Limitations & Future Work¶

The method is data-driven and heavily relies on large-scale, high-quality GT annotations, which are difficult to obtain in "in-the-wild" scenarios. Future work will explore weak/self-supervised training to improve generalization.
⚠️ The visibility weight \(w=0.1\) is a fixed hard threshold; it may not be optimal for all joints or occlusion levels. Investigating adaptive weights or annealing could be beneficial.
Invisible point accuracy improvements are limited (ILK-PE is nearly constant), meaning the "unseen lower body" still relies heavily on prior-based guessing; invisible points may remain inaccurate for rare or complex poses.
Dependency on SLAM poses: The impact of pose drift on canonical coordinate transforms was not separately evaluated.
The ViT-L version at 9.4 FPS cannot meet real-time VR requirements, indicating that the high-accuracy vs. real-time tradeoff remains unresolved.

vs FRAME: FRAME also uses camera poses for global alignment and temporal fusion but treats visible and invisible points identically. EvaPose's explicit visibility weighting helps it reduce MPJPE from 49.8 to 34.2mm, with visible point error nearly halved.
vs EgoPoseFormer: The latter uses deformable self-attention for multi-view fusion (coarse-to-fine) but lacks visibility modeling and strong pose priors. EvaPose's STD+TTE iterative fusion and VQ-VAE prior result in superior generalization on unseen actions (EMHI-P2: 62.6→33.3).
vs EMHI / EgoBody3M Datasets: Both use real VR devices but lack visibility annotations.
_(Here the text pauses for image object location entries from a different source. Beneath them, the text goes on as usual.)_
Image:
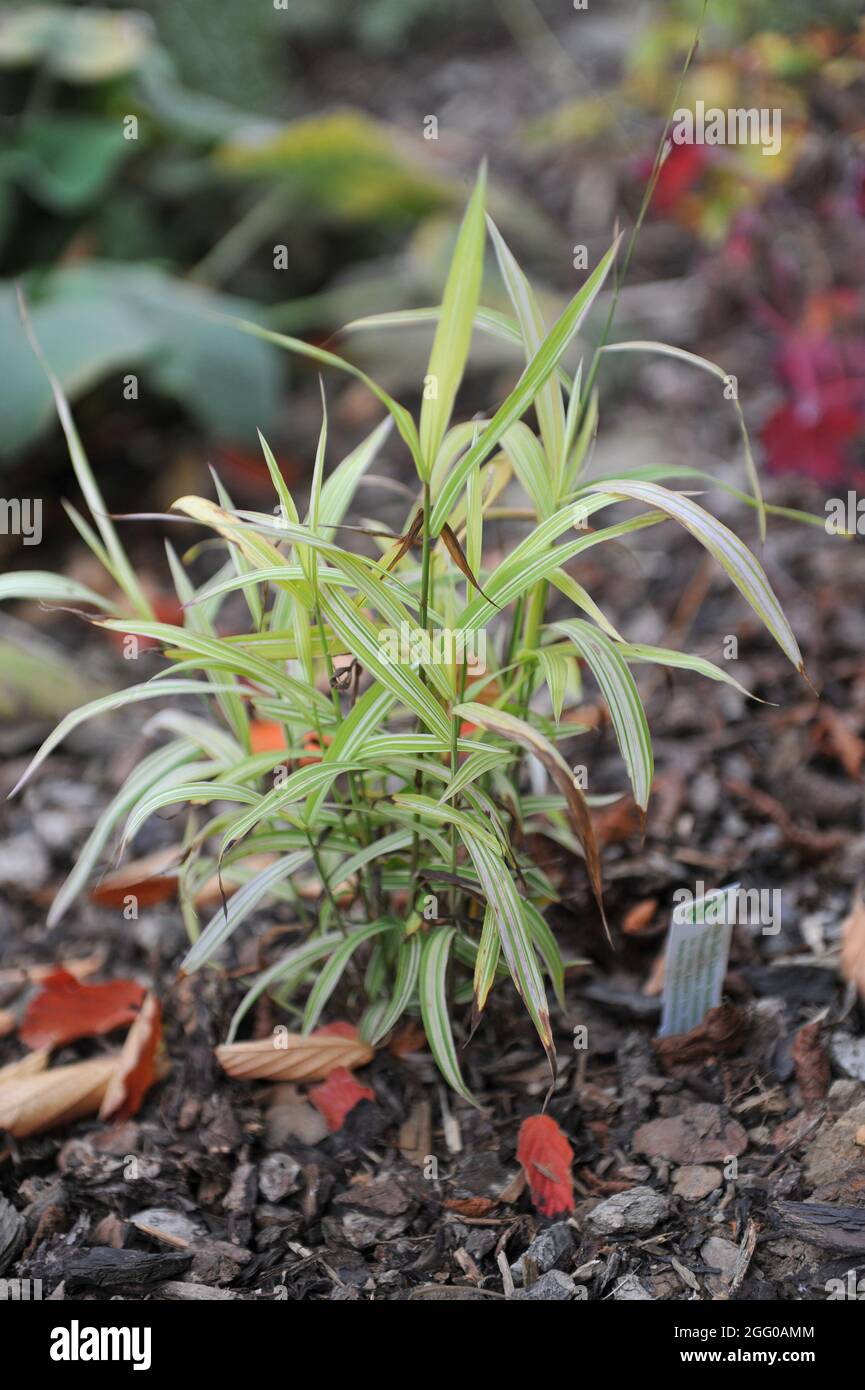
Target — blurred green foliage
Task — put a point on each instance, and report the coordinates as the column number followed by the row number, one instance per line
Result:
column 107, row 154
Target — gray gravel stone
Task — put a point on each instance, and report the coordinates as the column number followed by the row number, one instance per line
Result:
column 551, row 1287
column 639, row 1209
column 630, row 1290
column 24, row 865
column 721, row 1254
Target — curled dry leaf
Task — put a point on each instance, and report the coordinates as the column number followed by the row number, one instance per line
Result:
column 138, row 1066
column 811, row 1061
column 338, row 1096
column 34, row 1100
column 28, row 1065
column 152, row 879
column 66, row 1009
column 853, row 944
column 545, row 1158
column 47, row 1100
column 295, row 1057
column 836, row 736
column 721, row 1034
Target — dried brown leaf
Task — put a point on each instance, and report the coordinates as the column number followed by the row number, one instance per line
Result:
column 811, row 1061
column 292, row 1057
column 34, row 1104
column 853, row 944
column 721, row 1034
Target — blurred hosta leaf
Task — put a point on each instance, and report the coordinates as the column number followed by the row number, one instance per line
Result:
column 79, row 46
column 99, row 319
column 342, row 163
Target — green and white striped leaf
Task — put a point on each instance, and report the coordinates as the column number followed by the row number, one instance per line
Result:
column 548, row 401
column 555, row 673
column 331, row 973
column 516, row 943
column 623, row 699
column 544, row 362
column 548, row 948
column 327, row 359
column 486, row 962
column 288, row 969
column 666, row 350
column 238, row 908
column 519, row 731
column 162, row 767
column 363, row 641
column 454, row 330
column 746, row 571
column 405, row 983
column 683, row 660
column 531, row 467
column 338, row 489
column 433, row 993
column 43, row 587
column 118, row 699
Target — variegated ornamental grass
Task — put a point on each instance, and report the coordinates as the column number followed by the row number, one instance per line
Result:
column 405, row 822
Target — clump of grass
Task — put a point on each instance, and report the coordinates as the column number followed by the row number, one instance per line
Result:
column 401, row 791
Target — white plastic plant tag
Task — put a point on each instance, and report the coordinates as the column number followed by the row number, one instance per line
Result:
column 697, row 954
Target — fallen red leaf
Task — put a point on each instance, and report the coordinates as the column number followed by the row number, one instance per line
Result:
column 266, row 736
column 64, row 1009
column 338, row 1096
column 545, row 1157
column 639, row 918
column 138, row 1064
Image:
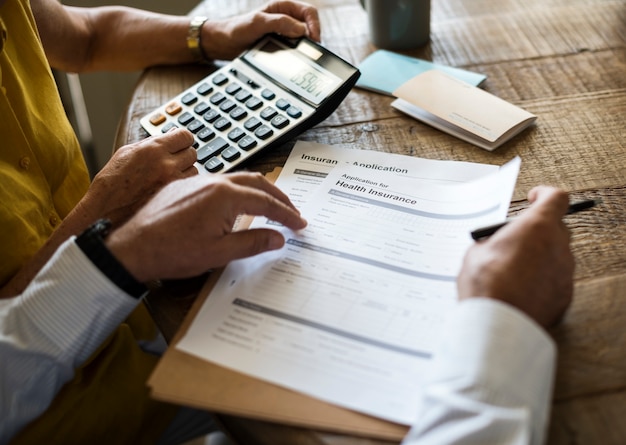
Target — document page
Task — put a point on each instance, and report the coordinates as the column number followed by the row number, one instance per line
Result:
column 309, row 163
column 351, row 309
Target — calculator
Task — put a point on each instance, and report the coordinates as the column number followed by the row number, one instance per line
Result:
column 268, row 95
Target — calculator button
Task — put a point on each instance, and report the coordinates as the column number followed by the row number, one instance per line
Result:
column 206, row 134
column 210, row 116
column 264, row 132
column 157, row 119
column 294, row 112
column 201, row 108
column 233, row 88
column 185, row 118
column 204, row 89
column 211, row 149
column 252, row 124
column 268, row 94
column 220, row 79
column 231, row 153
column 168, row 127
column 222, row 124
column 243, row 95
column 214, row 165
column 282, row 104
column 236, row 134
column 238, row 113
column 268, row 113
column 217, row 98
column 227, row 106
column 247, row 143
column 189, row 99
column 280, row 122
column 195, row 126
column 173, row 108
column 254, row 103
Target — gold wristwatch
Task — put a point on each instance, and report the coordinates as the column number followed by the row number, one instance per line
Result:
column 193, row 39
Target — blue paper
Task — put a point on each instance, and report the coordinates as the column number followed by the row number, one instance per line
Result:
column 384, row 71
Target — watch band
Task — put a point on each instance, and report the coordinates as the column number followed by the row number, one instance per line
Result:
column 91, row 242
column 194, row 42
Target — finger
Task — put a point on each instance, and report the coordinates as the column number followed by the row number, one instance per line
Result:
column 258, row 181
column 255, row 202
column 184, row 159
column 294, row 19
column 175, row 140
column 191, row 171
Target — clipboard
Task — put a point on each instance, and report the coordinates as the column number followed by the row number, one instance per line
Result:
column 183, row 379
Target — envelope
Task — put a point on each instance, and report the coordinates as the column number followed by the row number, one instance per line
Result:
column 461, row 109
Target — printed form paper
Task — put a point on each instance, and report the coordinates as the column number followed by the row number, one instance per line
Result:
column 350, row 310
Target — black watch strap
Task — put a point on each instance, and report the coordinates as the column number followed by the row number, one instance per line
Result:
column 91, row 242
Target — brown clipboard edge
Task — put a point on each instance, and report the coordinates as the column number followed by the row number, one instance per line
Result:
column 184, row 379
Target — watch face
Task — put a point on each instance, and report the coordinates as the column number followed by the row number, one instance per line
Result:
column 102, row 227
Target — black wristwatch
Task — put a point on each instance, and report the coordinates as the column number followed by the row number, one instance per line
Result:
column 91, row 242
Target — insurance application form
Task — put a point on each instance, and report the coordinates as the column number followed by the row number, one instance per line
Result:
column 350, row 310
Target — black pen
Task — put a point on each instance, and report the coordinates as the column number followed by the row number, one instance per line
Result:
column 484, row 232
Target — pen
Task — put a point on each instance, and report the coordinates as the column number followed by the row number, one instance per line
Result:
column 484, row 232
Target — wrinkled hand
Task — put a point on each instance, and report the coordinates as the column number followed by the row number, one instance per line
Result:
column 186, row 229
column 527, row 263
column 226, row 39
column 136, row 172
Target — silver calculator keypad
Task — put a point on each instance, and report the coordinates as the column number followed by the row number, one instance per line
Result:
column 233, row 113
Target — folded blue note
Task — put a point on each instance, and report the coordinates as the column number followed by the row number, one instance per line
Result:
column 384, row 71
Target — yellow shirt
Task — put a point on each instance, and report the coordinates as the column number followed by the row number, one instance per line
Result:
column 42, row 177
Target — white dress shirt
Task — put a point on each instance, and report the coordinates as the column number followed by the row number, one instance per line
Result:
column 490, row 381
column 63, row 316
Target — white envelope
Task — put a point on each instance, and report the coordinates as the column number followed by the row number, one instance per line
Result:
column 461, row 109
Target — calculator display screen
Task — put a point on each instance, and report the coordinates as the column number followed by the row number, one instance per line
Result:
column 295, row 71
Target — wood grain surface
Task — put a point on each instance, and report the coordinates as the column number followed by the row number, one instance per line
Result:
column 563, row 60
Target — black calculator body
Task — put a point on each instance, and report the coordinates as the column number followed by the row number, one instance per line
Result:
column 267, row 96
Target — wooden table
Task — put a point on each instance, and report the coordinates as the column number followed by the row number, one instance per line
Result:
column 563, row 60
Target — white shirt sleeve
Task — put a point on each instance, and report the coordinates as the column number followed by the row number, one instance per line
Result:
column 491, row 379
column 63, row 316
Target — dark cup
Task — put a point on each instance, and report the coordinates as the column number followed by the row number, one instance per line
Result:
column 398, row 24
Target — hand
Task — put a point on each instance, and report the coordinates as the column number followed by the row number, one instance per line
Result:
column 186, row 229
column 136, row 172
column 528, row 263
column 226, row 39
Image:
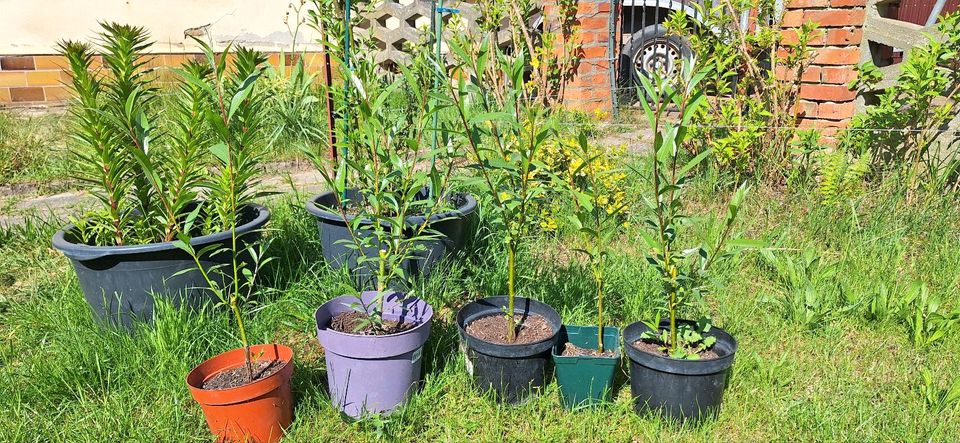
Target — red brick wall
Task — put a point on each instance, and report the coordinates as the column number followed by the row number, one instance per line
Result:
column 589, row 89
column 825, row 100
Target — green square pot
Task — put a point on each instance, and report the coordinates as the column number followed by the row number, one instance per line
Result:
column 586, row 381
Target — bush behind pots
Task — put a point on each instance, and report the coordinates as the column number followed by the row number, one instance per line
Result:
column 121, row 282
column 454, row 226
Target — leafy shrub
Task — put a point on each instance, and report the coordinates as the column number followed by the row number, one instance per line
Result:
column 750, row 120
column 921, row 101
column 292, row 104
column 840, row 174
column 148, row 176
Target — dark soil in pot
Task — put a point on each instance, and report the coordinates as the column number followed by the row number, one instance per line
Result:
column 572, row 350
column 239, row 376
column 512, row 371
column 371, row 373
column 359, row 323
column 585, row 375
column 120, row 282
column 251, row 411
column 455, row 226
column 530, row 329
column 677, row 388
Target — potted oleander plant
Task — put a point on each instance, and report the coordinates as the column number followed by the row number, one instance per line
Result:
column 506, row 339
column 373, row 339
column 586, row 357
column 244, row 393
column 455, row 221
column 679, row 367
column 148, row 170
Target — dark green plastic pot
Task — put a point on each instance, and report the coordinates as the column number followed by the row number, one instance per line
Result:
column 586, row 381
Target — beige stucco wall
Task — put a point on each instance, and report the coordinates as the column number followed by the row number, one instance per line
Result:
column 34, row 26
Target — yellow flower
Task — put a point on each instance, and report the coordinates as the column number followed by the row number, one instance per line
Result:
column 548, row 224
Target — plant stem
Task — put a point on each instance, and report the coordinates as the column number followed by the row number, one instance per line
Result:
column 511, row 261
column 243, row 336
column 600, row 313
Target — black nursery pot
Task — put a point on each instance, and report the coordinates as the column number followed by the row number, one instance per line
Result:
column 680, row 389
column 120, row 283
column 513, row 372
column 454, row 225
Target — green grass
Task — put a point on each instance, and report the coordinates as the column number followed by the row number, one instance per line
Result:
column 65, row 378
column 32, row 149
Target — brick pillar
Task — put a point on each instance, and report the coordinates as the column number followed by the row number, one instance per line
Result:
column 825, row 101
column 589, row 88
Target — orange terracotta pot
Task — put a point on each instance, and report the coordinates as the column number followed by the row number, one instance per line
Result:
column 257, row 412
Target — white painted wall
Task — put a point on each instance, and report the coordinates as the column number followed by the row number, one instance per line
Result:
column 34, row 26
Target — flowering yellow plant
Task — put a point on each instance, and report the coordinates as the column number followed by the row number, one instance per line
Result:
column 563, row 159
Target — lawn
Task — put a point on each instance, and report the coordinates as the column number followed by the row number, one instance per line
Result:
column 845, row 376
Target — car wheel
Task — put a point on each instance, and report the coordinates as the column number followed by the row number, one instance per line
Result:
column 652, row 50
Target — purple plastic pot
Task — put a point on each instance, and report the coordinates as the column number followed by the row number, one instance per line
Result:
column 371, row 374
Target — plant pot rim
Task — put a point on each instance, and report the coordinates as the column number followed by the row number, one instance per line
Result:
column 679, row 365
column 414, row 330
column 602, row 359
column 83, row 252
column 242, row 393
column 467, row 208
column 509, row 348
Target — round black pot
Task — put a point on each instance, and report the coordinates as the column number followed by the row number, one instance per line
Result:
column 335, row 237
column 513, row 372
column 120, row 282
column 679, row 389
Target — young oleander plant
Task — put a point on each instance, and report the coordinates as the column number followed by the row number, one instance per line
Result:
column 682, row 269
column 388, row 175
column 505, row 133
column 225, row 101
column 595, row 218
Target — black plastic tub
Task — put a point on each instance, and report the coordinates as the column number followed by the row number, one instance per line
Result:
column 685, row 390
column 121, row 282
column 455, row 227
column 512, row 372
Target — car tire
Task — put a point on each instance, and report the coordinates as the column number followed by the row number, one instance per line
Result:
column 651, row 48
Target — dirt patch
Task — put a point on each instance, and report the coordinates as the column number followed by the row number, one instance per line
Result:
column 236, row 377
column 493, row 328
column 359, row 323
column 572, row 350
column 654, row 348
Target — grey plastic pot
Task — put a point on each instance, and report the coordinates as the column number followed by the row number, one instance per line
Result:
column 371, row 374
column 679, row 389
column 455, row 227
column 512, row 372
column 120, row 283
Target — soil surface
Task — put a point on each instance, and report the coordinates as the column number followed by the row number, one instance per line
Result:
column 492, row 328
column 572, row 350
column 651, row 347
column 358, row 323
column 236, row 377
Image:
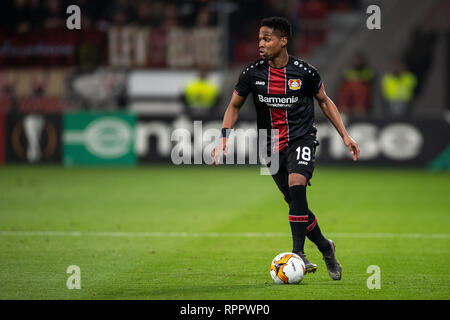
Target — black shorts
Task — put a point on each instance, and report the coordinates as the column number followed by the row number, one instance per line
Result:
column 299, row 157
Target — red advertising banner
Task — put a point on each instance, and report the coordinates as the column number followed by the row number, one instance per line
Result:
column 2, row 137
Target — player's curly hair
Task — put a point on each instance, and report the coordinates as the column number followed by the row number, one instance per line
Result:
column 279, row 24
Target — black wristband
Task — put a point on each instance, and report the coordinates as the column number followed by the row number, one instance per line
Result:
column 226, row 132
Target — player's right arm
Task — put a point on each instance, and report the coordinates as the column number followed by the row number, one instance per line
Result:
column 229, row 120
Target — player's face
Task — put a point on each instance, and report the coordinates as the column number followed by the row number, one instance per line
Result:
column 270, row 44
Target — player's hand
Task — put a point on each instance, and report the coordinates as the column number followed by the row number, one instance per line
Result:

Eva-3M fills this gap and provides broader motion diversity to support visibility-aware training and evaluation.

Rating¶

Novelty: ⭐⭐⭐⭐ Explicitly modeling visibility as a prediction target and loss weight hits the core issue, though individual components (VQ-VAE, STD/TTE) are largely existing techniques.
Experimental Thoroughness: ⭐⭐⭐⭐⭐ Comprehensive evaluation across two datasets, visible/invisible breakdowns, component ablations, and unseen action generalization.
Writing Quality: ⭐⭐⭐⭐ Clear logic with a direct link between motivation and design; some coordinate transform details are relegated to supplementary materials.
Value: ⭐⭐⭐⭐⭐ The first real-world egocentric dataset with visibility labels combined with SOTA results provides a tangible push for VR/AR pose estimation.